Scientific classification
- Kingdom: Animalia
- Phylum: Chordata
- Class: Aves
- Order: Passeriformes
- Family: Mimidae
- Genus: Allenia Cory, 1891
- Species: A. fusca
- Binomial name: Allenia fusca (Müller, 1776)
- Synonyms: Margarops fuscus

= Scaly-breasted thrasher =

- Genus: Allenia
- Species: fusca
- Authority: (Müller, 1776)
- Conservation status: LC
- Synonyms: Margarops fuscus
- Parent authority: Cory, 1891

Species of bird

The scaly-breasted thrasher (Allenia fusca) is a species of bird in the family Mimidae. It is found throughout much of the Lesser Antilles of the Caribbean Sea.

==Taxonomy and systematics==

The scaly-breasted thrasher was originally placed in genus Margarops with the pearly-eyed thrasher (M. fuscatus) but is now in the monotypic genus Allenia.
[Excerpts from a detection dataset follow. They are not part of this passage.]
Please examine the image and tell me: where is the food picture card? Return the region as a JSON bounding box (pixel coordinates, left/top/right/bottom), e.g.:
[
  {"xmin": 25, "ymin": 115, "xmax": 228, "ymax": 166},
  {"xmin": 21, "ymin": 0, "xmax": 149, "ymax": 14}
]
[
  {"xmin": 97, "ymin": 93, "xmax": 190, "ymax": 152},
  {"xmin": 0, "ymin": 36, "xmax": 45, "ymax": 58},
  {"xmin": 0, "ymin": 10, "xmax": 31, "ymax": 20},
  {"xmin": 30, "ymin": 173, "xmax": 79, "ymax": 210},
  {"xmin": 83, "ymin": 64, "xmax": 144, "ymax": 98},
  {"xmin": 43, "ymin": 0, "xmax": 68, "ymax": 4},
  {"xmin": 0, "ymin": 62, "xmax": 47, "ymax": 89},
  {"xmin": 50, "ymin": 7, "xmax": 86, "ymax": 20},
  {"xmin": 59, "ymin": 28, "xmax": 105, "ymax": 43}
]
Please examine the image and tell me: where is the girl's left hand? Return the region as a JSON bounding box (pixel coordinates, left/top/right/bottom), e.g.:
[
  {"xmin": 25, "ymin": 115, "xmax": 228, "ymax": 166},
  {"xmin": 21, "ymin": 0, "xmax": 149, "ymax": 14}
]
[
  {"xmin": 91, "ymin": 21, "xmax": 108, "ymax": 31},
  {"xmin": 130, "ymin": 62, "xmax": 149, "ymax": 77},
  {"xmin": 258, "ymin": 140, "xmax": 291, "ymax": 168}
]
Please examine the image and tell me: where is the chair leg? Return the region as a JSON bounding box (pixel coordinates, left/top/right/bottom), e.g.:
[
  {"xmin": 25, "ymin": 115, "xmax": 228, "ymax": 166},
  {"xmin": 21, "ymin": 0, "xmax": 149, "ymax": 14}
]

It has five subspecies:

- A. f. hypenema Buden (1993)
- A. f. vincenti Kratter & Garrido (1996)
- A. f. atlantica Buden (1993)
- A. f. schwartzi Buden (1993)
- A. f. fusca Müller (1776)

==Description==

The scaly-breasted thrasher is approximately 23 cm long and weighs 53 to 98 g with an average weight of 67 g. With its rather short and slightly decurved bill, this thrasher resembles a thrush. Adults of the nominate subspecies have a dark gray-brown head and upperparts with a reddish tinge on the rump. Their tail is a darker brownish black and its outer feathers have white tips. The folded wing shows a single white bar. Their chin and throat are whitish with brown streaks. The underparts are whitish and the chest and flanks have bold gray-brown markings that give the eponymous scaly appearance.

The other subspecies differ mostly in size and the intensity of their upperparts' color. A. f. hypenema is the largest and is paler than the nominate. A. f. schwartzi is mid-sized and has more white on its tail. A. f. vincenti is the smallest and is darker overall than the nominate. A. f. atlantica compared to the nominate is more reddish brown above and has less white in the tail.

==Distribution and habitat==

The subspecies of scaly-breasted thrasher are found thus:

- A. f. hypenema, northern Lesser Antilles from Saint Martin south through Saba, Saint Barthélemy, Antigua, Saint Kitts and Nevis, and Montserrat to Guadeloupe; possibly extinct on Sint Eustatius and Barbuda
- A. f. vincenti, Saint Vincent, and vagrant to the Grenadines
- A. f. atlantica, Barbados (but is probably extinct)
- A. f. schwartzi, Saint Lucia
- A. f. fusca, Dominica, Grenada, and Martinique

The scaly-breasted thrasher primarily inhabits forest and semi-open woodland and is also found around human settlements.

==Behavior==
===Feeding===

The scaly-breasted thrasher forages in trees; on different islands it hunts at different levels from low down to high in the canopy. It is omnivorous; its diet includes arthropods, fruits, and berries. It appears to eat a larger percentage of vegetable foods than other thrashers.

===Breeding===

The scaly-breasted thrasher breeds in May and June. It builds a cup nest in a bush or tree. The clutch size is two or three.

===Vocalization===

The scaly-breasted thrasher's song is a "[s]eries of varied notes and phrases" similar to that of Mimus mockingbirds but softer and slower.

==Status==

The IUCN has assessed the scaly-breasted thrasher as being of Least Concern. It is fairly common to common through most of its range though rare on Grenada.